Egyptian President Abdel Fattah al-Sisi and Abu Dhabi Crown Prince and Deputy Supreme Commander of the UAE's Armed Forces Mohammed bin Zayed Al Nahyan on Wednesday discussed the prospective of maintaining security and stability in the Middle East, touching among other things on the situation in Libya, Syria, Yemen, and "the Palestinian cause" during a meeting in Cairo.
A statement by the Egyptian presidential office on the meeting said that Sisi and bin Zayed's talks "reflected mutual understanding on continuing joint efforts to address the risks threatening the security and stability of the region's societies, i.e. foreign interventions aimed at serving the agendas of parties that do not want the good of the countries and peoples of the region".
"In this context, the president asserted Egypt's commitment to its firm stance towards Gulf security as an extension of Egyptian national security and rejection of any practices that seek to destabilise it", the statement reads.
Crown Prince Bin Zayed stressed the importance of continuing "intensive" coordination and consultation, and pursuing an exchange of views between Cairo and Abu Dhabi "to address the challenges and crises facing the Arab nation and to stand against interference in the internal affairs of Arab countries in a manner aimed at destabilising the security of the region and its people".

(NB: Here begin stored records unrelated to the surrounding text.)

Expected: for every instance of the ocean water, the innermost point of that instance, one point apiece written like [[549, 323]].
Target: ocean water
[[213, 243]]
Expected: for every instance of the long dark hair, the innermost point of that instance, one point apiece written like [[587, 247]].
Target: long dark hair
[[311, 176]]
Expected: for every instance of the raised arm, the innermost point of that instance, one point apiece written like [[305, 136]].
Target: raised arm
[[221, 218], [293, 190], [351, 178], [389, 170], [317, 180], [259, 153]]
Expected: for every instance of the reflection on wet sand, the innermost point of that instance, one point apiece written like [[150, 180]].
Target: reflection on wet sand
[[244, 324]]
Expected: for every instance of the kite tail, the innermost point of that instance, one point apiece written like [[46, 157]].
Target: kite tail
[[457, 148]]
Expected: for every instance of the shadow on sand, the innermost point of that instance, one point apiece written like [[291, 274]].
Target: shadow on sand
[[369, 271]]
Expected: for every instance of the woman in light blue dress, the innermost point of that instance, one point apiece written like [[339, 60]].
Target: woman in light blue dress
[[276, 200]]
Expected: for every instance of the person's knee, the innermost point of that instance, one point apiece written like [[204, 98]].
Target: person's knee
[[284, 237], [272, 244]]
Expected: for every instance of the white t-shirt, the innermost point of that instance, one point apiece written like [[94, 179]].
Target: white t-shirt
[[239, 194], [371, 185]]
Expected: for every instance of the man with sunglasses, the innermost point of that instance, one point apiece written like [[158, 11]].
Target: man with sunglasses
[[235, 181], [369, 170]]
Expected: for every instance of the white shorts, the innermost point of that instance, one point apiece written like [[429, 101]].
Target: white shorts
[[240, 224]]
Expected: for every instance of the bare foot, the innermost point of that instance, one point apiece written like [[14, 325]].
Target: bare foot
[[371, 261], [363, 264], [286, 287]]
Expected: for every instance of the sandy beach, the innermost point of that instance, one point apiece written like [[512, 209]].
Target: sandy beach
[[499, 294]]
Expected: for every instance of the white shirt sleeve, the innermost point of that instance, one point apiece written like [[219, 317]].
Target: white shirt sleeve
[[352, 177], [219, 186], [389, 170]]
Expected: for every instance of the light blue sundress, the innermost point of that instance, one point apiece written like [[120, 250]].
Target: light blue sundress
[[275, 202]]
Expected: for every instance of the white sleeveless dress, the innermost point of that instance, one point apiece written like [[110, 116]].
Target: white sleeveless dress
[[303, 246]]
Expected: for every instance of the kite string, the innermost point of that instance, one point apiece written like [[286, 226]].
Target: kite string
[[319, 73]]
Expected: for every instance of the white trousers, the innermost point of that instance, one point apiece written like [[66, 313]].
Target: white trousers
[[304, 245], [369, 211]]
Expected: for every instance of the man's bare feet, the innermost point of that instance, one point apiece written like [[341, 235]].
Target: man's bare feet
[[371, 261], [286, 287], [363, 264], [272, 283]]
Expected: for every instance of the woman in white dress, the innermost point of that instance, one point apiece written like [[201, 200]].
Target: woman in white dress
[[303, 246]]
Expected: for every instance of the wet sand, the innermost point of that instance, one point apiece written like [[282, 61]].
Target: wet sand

It was a pleasure to meet Egyptian President Abdel Fattah Al-Sisi in Cairo. We discussed ways to strengthen our bilateral ties and develop areas of cooperation. We also considered issues of peace and stability in the region pic.twitter.com/bfpQxGBvhE— محمد بن زايد (@MohamedBinZayed) December 16, 2020
During Wednesday's talks at the Heliopolis (presidential palace), Sisi and bin Zayed also discussed bilateral ties, including energy cooperation. The Egyptian president welcomed the UAE's decision to join the EastMed Gas Forum as an observer state.
The Middle East is known as a magnet for extra-regional powers who are unsurprisingly interested in the region's vast fossil fuel reserves. Since the second half of the 20th century, one of the key external powers present in the Middle East has been the US.
The beginning of the 21st century saw a series of events occur in the region in which the West and Washington, in particular, played a significant role.
Following the 9/11 terrorist attacks, the administration of US President George W. Bush announced its so-called War on Terror, focusing attention on the Middle East, starting with military operations in Afghanistan, before invading Iraq in 2003 to destroy the weapons of mass destruction (WMD) that had been falsely alleged to be in the possession of late Iraqi leader Saddam Hussein. Iraq is still suffering the consequences of that war.
Libya also fell victim to intervention by European and Western nations in 2011 in the wake of the so-called Arab Spring anti-government uprisings. Libya has been divided between two opposing governments since the NATO overthrow and assassination of the country's longtime leader, Muammar Gaddafi.
In Syria, the reported involvement of the US, along with some other western and regional countries in arming and training Syrian opposition rebels during the civil war that followed the Arab Spring have contributed to worsening the situation, setting back the standard of living by decades. The US has carried out airstrikes on Syrian territory against alleged Daesh terrorist group targets without authorisation from the nation's government.